Of the three (3) phases of Fadama programmes Fadama 111 was established in order to address the inadequacies observed in Fadama 1 and 11. The major project objective is for the increment of their incomes through agro-processing and market accessibility in Akwa Ibom State and this in attempt will evaluate the performance of the project thereby achieving the laudable desire of Fadama 111 with a view of taking account of constraints that may serve as huddles towards attaining same.
1.3 Objectives of the Study
The study have the following objectives:
(1) To examine the ways of reducing unemployment rate in Nigeria through agricultural development.
(2) To identify ways of improving agricultural productivity in Nigeria.
(3) To access the extent to which government through Fadama 111 has been able to implement fish production in Akwa Ibom State for reduction of unemployment.
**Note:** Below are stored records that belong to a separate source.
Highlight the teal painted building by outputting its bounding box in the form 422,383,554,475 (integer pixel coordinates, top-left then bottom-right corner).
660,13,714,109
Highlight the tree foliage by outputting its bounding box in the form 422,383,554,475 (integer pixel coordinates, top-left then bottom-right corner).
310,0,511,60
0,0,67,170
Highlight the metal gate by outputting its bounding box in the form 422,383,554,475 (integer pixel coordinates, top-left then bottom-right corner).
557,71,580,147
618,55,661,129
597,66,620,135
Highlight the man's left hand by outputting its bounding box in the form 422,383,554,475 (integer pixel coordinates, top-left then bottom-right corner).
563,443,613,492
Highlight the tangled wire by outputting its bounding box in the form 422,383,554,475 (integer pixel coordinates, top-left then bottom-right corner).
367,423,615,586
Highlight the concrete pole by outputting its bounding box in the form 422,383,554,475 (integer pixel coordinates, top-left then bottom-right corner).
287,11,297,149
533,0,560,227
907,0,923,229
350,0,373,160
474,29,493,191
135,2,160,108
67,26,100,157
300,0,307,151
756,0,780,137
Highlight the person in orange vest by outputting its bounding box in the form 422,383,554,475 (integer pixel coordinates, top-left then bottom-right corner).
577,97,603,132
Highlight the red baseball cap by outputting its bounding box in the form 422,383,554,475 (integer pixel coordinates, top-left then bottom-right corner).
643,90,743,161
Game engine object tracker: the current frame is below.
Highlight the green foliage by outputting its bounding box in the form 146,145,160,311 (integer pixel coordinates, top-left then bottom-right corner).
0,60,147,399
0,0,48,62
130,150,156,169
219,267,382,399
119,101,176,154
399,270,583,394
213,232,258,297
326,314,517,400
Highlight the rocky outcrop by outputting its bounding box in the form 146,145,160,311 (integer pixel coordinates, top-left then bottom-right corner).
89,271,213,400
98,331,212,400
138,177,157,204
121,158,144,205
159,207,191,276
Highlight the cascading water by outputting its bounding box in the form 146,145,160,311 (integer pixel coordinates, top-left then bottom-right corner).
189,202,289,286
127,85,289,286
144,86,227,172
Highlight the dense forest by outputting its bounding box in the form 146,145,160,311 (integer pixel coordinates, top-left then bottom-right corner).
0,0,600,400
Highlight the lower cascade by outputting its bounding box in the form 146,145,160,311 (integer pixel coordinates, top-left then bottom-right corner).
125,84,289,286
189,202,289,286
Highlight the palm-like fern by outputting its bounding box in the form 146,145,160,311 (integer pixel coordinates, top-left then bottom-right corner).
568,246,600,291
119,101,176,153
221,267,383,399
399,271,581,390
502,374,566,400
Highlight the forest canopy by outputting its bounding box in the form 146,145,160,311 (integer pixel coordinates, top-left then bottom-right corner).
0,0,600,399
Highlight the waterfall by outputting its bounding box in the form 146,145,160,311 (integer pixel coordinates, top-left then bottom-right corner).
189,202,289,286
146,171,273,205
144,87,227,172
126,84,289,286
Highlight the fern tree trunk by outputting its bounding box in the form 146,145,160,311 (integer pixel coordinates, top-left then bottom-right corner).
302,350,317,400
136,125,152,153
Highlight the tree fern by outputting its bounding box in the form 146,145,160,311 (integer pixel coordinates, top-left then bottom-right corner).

(4) To assess the extent Fadama 111 with their output have been able to increase income for the state and country in general.
1.4 Research Questions
(1) What are the ways of reducing unemployment rate in Nigeria through agricultural development?
(2) How can the government agency capability be access in order to enhanced crop production for the reduction of unemployment in Akwa Ibom State?
(3) To what extent have governments gone in the implementation of fish production to reduce unemployment in Akwa Ibom State?
(4) To what extent have Fadama 111 with their output been able to increase income for the state?